Under current law, America’s religious leaders, and its churches, mosques, synagogues, and other houses of worship have the absolute right, and have always had the right, to teach about moral, social and political issues in our communities, our nation, and our world - and to do so with tax-deductible dollars.  Under the rules that govern all non-profit organizations, houses of worship can even engage in modest amounts of advocacy, thus fulfilling the prophetic religious obligation to speak truth to power. 


Rather than providing protection for religious organizations, this legislation seeks to dismantle important safeguards that protect the integrity of religious institutions and the political process.  The proposed bill would allow tax-exempt houses of worship to engage in electioneering funded by tax-deductible dollars—transforming sanctuaries into political campaign headquarters and blurring the line between church and state.  Congregations would be plunged into divisive political battles, pitting congregant against congregant and congregant against clergy.

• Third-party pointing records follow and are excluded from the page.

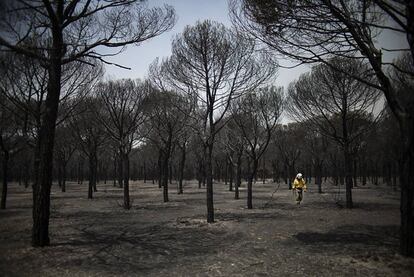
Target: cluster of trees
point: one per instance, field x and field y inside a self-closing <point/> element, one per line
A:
<point x="212" y="101"/>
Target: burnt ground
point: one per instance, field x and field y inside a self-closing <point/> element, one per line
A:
<point x="277" y="238"/>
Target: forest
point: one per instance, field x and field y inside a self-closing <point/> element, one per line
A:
<point x="189" y="171"/>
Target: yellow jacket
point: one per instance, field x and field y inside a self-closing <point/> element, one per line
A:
<point x="299" y="184"/>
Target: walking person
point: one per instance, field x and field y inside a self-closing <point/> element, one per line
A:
<point x="299" y="186"/>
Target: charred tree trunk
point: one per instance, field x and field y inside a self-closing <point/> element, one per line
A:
<point x="182" y="166"/>
<point x="252" y="175"/>
<point x="231" y="170"/>
<point x="121" y="165"/>
<point x="209" y="177"/>
<point x="348" y="176"/>
<point x="125" y="175"/>
<point x="64" y="176"/>
<point x="43" y="180"/>
<point x="238" y="175"/>
<point x="160" y="168"/>
<point x="92" y="176"/>
<point x="407" y="187"/>
<point x="5" y="178"/>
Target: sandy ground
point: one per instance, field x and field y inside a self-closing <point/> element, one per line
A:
<point x="277" y="238"/>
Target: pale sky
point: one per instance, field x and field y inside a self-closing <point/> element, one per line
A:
<point x="138" y="58"/>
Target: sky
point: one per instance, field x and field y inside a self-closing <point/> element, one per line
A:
<point x="188" y="12"/>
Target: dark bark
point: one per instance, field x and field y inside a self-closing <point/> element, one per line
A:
<point x="43" y="181"/>
<point x="407" y="187"/>
<point x="145" y="172"/>
<point x="125" y="175"/>
<point x="164" y="176"/>
<point x="182" y="166"/>
<point x="348" y="176"/>
<point x="252" y="175"/>
<point x="121" y="169"/>
<point x="64" y="165"/>
<point x="231" y="170"/>
<point x="209" y="177"/>
<point x="160" y="168"/>
<point x="6" y="158"/>
<point x="238" y="175"/>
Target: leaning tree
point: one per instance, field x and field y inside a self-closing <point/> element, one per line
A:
<point x="256" y="115"/>
<point x="315" y="30"/>
<point x="124" y="113"/>
<point x="215" y="65"/>
<point x="333" y="102"/>
<point x="60" y="32"/>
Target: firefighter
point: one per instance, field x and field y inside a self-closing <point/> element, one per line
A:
<point x="299" y="185"/>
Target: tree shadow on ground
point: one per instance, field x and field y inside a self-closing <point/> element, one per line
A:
<point x="249" y="216"/>
<point x="352" y="237"/>
<point x="144" y="249"/>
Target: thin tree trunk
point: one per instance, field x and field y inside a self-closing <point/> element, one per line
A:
<point x="182" y="165"/>
<point x="92" y="180"/>
<point x="231" y="170"/>
<point x="407" y="188"/>
<point x="348" y="176"/>
<point x="238" y="175"/>
<point x="125" y="160"/>
<point x="5" y="179"/>
<point x="43" y="181"/>
<point x="64" y="177"/>
<point x="252" y="175"/>
<point x="209" y="177"/>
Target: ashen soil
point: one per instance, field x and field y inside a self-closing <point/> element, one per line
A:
<point x="277" y="238"/>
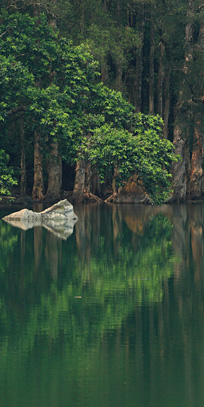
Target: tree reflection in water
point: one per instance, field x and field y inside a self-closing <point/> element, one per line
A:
<point x="127" y="286"/>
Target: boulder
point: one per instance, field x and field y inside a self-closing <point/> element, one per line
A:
<point x="58" y="219"/>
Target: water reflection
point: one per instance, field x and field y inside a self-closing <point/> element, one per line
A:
<point x="118" y="306"/>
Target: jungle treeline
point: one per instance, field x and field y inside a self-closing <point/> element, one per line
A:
<point x="97" y="92"/>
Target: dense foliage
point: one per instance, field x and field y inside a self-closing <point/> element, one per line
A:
<point x="55" y="107"/>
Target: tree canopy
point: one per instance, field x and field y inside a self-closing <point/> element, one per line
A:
<point x="54" y="107"/>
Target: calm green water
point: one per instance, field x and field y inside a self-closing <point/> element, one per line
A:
<point x="111" y="317"/>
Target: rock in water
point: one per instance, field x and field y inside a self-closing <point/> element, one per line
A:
<point x="58" y="219"/>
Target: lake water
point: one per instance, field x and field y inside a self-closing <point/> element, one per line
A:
<point x="111" y="317"/>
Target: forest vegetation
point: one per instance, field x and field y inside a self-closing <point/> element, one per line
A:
<point x="95" y="92"/>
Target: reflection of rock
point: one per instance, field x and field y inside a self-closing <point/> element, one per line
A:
<point x="58" y="219"/>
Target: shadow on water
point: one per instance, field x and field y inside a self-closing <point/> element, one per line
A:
<point x="118" y="306"/>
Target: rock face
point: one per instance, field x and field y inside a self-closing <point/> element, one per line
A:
<point x="58" y="219"/>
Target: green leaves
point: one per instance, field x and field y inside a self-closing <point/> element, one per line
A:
<point x="6" y="175"/>
<point x="121" y="154"/>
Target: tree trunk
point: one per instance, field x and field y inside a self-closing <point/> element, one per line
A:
<point x="55" y="173"/>
<point x="151" y="71"/>
<point x="38" y="185"/>
<point x="166" y="104"/>
<point x="160" y="82"/>
<point x="139" y="62"/>
<point x="181" y="119"/>
<point x="23" y="163"/>
<point x="195" y="186"/>
<point x="196" y="181"/>
<point x="179" y="167"/>
<point x="79" y="183"/>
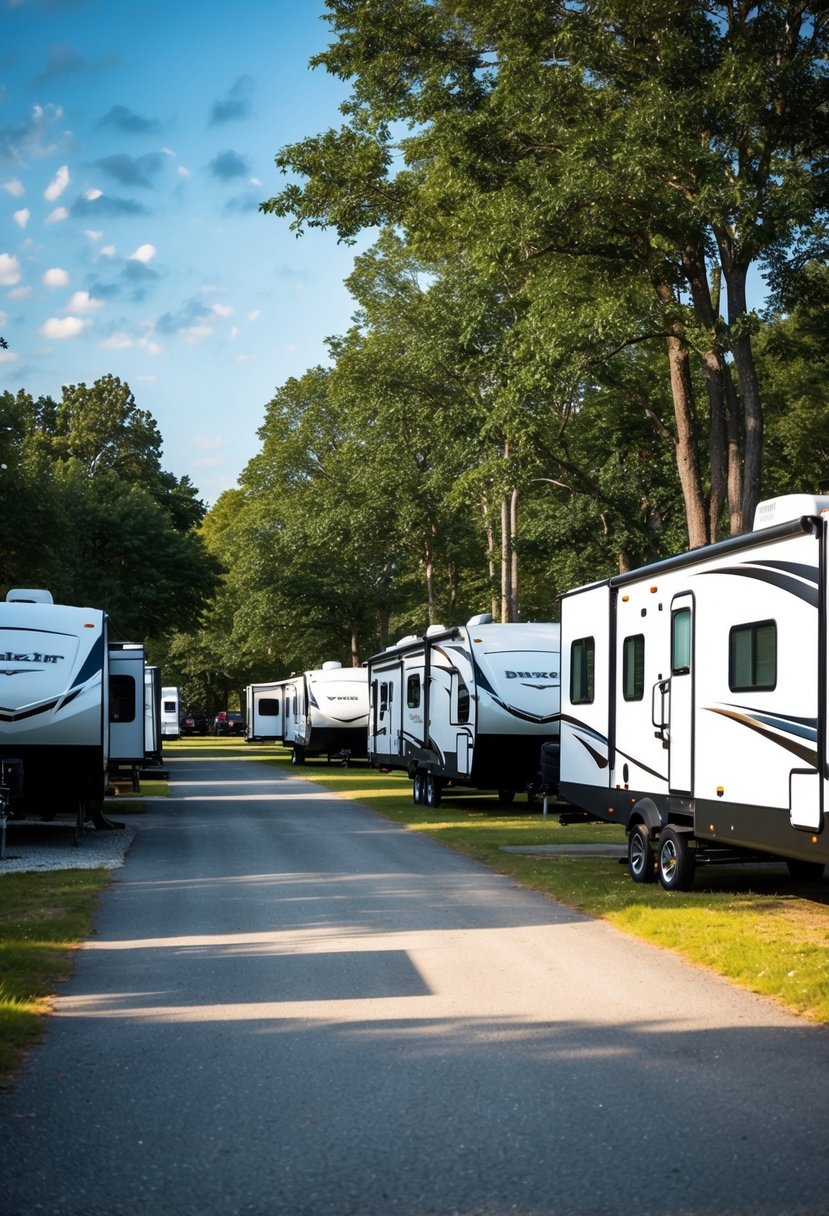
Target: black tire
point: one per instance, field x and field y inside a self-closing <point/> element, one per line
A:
<point x="432" y="792"/>
<point x="805" y="871"/>
<point x="676" y="861"/>
<point x="641" y="861"/>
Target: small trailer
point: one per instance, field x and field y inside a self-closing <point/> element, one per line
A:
<point x="170" y="714"/>
<point x="55" y="707"/>
<point x="325" y="711"/>
<point x="263" y="711"/>
<point x="469" y="705"/>
<point x="695" y="701"/>
<point x="152" y="715"/>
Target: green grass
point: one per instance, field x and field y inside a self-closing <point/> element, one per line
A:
<point x="753" y="925"/>
<point x="43" y="918"/>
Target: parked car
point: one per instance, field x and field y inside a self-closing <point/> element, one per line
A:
<point x="193" y="724"/>
<point x="229" y="721"/>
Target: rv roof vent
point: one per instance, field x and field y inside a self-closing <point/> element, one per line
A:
<point x="789" y="506"/>
<point x="28" y="596"/>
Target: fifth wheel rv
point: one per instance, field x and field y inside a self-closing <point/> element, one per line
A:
<point x="469" y="705"/>
<point x="55" y="707"/>
<point x="695" y="701"/>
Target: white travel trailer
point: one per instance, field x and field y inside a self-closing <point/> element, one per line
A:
<point x="471" y="705"/>
<point x="55" y="731"/>
<point x="695" y="699"/>
<point x="263" y="711"/>
<point x="325" y="711"/>
<point x="170" y="714"/>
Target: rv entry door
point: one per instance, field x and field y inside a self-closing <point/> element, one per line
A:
<point x="681" y="697"/>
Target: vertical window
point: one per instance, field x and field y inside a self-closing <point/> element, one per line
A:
<point x="463" y="702"/>
<point x="681" y="642"/>
<point x="122" y="699"/>
<point x="633" y="668"/>
<point x="753" y="657"/>
<point x="582" y="671"/>
<point x="413" y="691"/>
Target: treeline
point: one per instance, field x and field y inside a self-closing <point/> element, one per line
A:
<point x="88" y="512"/>
<point x="554" y="367"/>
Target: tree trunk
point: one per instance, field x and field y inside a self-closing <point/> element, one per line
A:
<point x="506" y="568"/>
<point x="687" y="455"/>
<point x="513" y="556"/>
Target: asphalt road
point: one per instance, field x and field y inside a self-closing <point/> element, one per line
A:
<point x="293" y="1008"/>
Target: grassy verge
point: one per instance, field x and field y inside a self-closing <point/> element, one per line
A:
<point x="43" y="917"/>
<point x="751" y="924"/>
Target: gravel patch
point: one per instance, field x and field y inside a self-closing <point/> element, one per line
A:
<point x="38" y="846"/>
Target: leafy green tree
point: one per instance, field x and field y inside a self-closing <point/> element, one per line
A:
<point x="663" y="144"/>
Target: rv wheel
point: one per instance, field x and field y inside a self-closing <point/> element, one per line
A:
<point x="432" y="791"/>
<point x="676" y="861"/>
<point x="641" y="863"/>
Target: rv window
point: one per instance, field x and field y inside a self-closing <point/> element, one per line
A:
<point x="122" y="699"/>
<point x="681" y="642"/>
<point x="753" y="657"/>
<point x="582" y="659"/>
<point x="463" y="702"/>
<point x="633" y="668"/>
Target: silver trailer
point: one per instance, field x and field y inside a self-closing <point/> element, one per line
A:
<point x="469" y="705"/>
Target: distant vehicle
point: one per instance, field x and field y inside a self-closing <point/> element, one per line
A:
<point x="229" y="721"/>
<point x="195" y="724"/>
<point x="170" y="713"/>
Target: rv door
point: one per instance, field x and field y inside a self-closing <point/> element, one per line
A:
<point x="681" y="697"/>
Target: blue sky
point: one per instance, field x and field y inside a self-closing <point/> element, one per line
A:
<point x="136" y="142"/>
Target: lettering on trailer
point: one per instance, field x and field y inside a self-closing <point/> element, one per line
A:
<point x="531" y="675"/>
<point x="33" y="657"/>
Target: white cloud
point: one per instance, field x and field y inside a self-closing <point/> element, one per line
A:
<point x="144" y="253"/>
<point x="57" y="185"/>
<point x="56" y="277"/>
<point x="60" y="327"/>
<point x="123" y="341"/>
<point x="195" y="333"/>
<point x="10" y="270"/>
<point x="82" y="302"/>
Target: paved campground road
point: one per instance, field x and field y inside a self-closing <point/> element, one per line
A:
<point x="292" y="1007"/>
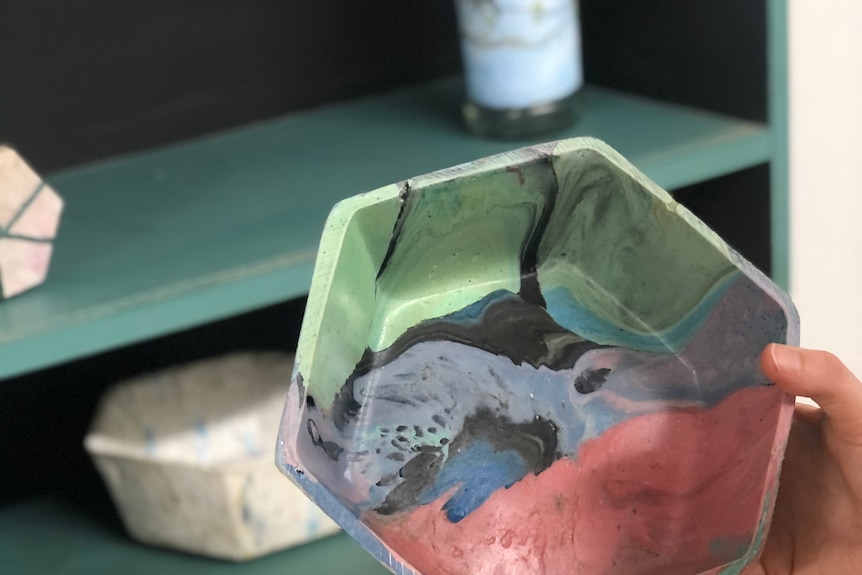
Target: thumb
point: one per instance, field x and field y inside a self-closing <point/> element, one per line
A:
<point x="822" y="377"/>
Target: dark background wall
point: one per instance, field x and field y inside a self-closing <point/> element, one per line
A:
<point x="83" y="80"/>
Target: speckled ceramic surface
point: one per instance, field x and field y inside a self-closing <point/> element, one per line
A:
<point x="187" y="457"/>
<point x="538" y="362"/>
<point x="29" y="216"/>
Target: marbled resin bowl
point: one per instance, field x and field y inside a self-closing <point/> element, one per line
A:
<point x="187" y="457"/>
<point x="538" y="363"/>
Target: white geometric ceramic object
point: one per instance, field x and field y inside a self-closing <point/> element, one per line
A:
<point x="187" y="455"/>
<point x="29" y="216"/>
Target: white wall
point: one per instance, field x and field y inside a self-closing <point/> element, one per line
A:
<point x="826" y="174"/>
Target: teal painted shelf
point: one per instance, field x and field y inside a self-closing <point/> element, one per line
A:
<point x="79" y="545"/>
<point x="182" y="235"/>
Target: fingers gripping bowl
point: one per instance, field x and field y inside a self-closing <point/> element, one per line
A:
<point x="538" y="362"/>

We have cherished, and fought for, the right of religious institutions to function free from the heavy hand of government.  For houses of worship now to subject themselves to government monitoring and regulation of their election activity is to invite restrictions on the religious autonomy that is so vital to our churches, mosques, and synagogues. 


This bill is not about free speech.  It is about partisan politicking occurring under the cloak of religious authority underwritten by a tax exemption.  To use houses of worship as political stumps and campaign staging grounds would tear down that wall protecting religion, would undercut sensible campaign finance reform, and would be disastrous for both the organized American faith community and for our nation as a whole.


As Jewish Americans, members of a religious minority, we strive to protect our religious liberty through effective prohibitions on the establishment of religion.  The wall of separation between church and state, ingeniously conceived by our nation’s founders, has allowed religion to flourish in America unmatched anywhere in the democratic world.  How ironic if, in the name of religion, the great achievement of our Constitutional framers should now be dismantled and, thereby, religious freedom diminished and curtailed.


We stand here today, for the sake of America and its religious faith groups, to say that we will defend our freedoms and protections so that our children will inherit the same free and pluralistic America that we treasure.